Meer nog dan een recht is de therapeutische vrijheid een verantwoordelijkheid. Veiligheid, het belang van de patiënt en respect voor het ethische beginsel van non-maleficence[5] moeten de arts leiden bij zijn medische behandeling en therapeutische keuzes. Anders misbruikt hij zijn therapeutische vrijheid.
Tot slot oefent de arts de therapeutische vrijheid uit met inachtneming van de rechten van de patiënt[6].
2. Een éénvormig ziekenhuisbreed gebruik van merken en modellen van medische hulpmiddelen biedt voordelen op gebied van kwaliteit en veiligheid.
Dat stelt de ziekenhuisapotheker, die verantwoordelijk is voor de beschikbaarheid en de kwaliteit van de medische hulpmiddelen, in staat om grotere voorraden van het geselecteerde materiaal aan te leggen. Daardoor is het minder noodzakelijk om materiaal te gebruiken dat uitgeleend wordt door de bedrijven die het op de markt brengen en dat buiten de gebruikelijke procedures om gesteriliseerd wordt omdat er problemen zijn met de leveringstermijnen.
Vanuit technisch oogpunt heeft dergelijke rationalisatie het voordeel dat de aan de instelling verbonden artsen en andere beroepsbeoefenaars opgeleid kunnen worden in het gebruik van gekend materiaal.

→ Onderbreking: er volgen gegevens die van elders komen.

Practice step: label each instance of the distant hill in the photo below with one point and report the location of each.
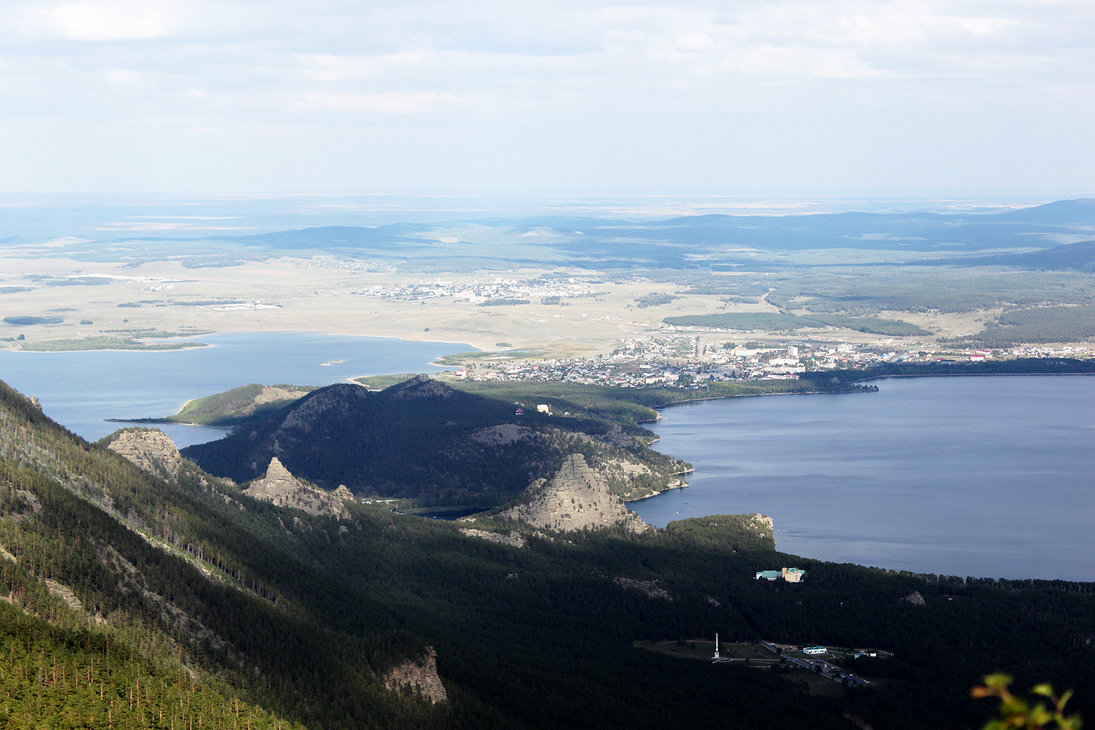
(1068, 257)
(424, 440)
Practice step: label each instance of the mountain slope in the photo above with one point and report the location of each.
(422, 439)
(310, 618)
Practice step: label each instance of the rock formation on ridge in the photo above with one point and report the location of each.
(283, 489)
(419, 676)
(150, 450)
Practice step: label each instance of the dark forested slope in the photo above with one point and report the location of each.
(423, 439)
(187, 593)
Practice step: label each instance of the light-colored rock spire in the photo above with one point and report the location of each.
(281, 488)
(576, 498)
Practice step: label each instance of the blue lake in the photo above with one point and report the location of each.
(968, 476)
(80, 390)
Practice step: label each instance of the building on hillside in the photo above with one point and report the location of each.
(793, 575)
(790, 575)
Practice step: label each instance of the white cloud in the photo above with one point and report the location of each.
(400, 102)
(106, 20)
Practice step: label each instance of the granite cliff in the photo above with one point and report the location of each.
(418, 676)
(423, 440)
(575, 498)
(281, 488)
(150, 450)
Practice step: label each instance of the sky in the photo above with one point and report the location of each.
(554, 96)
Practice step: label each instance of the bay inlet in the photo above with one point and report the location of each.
(989, 476)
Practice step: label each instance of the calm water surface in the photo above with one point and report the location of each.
(79, 390)
(969, 476)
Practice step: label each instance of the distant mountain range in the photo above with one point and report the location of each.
(610, 244)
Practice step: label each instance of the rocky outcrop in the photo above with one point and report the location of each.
(418, 676)
(283, 489)
(576, 498)
(647, 588)
(514, 539)
(422, 386)
(150, 450)
(915, 599)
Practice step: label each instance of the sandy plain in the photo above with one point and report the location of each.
(326, 296)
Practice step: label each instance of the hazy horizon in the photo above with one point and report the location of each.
(793, 96)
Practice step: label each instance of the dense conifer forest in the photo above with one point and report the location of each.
(139, 602)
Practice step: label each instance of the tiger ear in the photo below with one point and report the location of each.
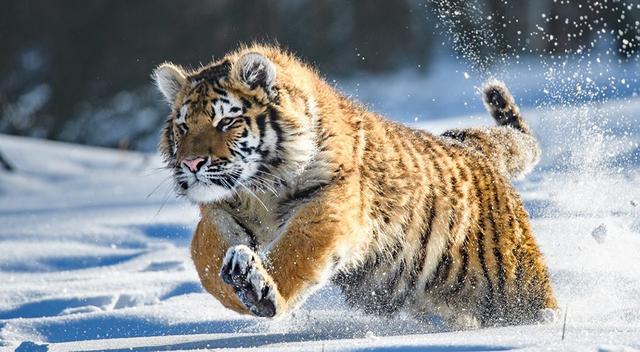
(169, 79)
(256, 70)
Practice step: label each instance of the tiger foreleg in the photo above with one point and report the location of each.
(302, 259)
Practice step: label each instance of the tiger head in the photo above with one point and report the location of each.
(235, 125)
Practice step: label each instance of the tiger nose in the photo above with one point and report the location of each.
(194, 163)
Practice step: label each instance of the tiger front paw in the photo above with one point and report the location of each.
(243, 270)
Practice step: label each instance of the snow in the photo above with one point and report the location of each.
(95, 252)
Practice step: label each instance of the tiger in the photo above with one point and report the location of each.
(300, 187)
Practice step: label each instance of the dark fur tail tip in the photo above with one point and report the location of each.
(496, 95)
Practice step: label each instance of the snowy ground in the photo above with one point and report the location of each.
(89, 261)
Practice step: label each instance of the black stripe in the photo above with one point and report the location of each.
(501, 274)
(219, 91)
(441, 271)
(424, 241)
(261, 122)
(464, 266)
(481, 251)
(246, 103)
(273, 121)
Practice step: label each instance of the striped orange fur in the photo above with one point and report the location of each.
(298, 186)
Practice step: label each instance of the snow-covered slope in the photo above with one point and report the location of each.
(94, 253)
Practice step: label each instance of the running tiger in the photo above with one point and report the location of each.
(298, 186)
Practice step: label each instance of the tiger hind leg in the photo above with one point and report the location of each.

Zo is niet alleen de arts maar zijn ook zijn ziekenhuismedewerkers bij het leerproces betrokken.
Ze zorgt ook voor meer transparantie over de beweegredenen achter de keuze van het materiaal.
Maar dit mag niet ten koste gaan van kwaliteit, beschikbaarheid of innovatie. Rationalisatie van de keuzes kan een kwaliteitsfactor zijn op voorwaarde dat de keuzes goed gemaakt worden. Kwaliteit moet de doelstelling zijn van het ganse zorgteam, inclusief het leidinggevende en logistieke team. Bij de keuze van de medische hulpmiddelen moet rekening gehouden worden met de mening van de betrokken beroepsbeoefenaars, wat een voldoende en evenwichtige vertegenwoordiging in het comité voor medische hulpmiddelen vereist.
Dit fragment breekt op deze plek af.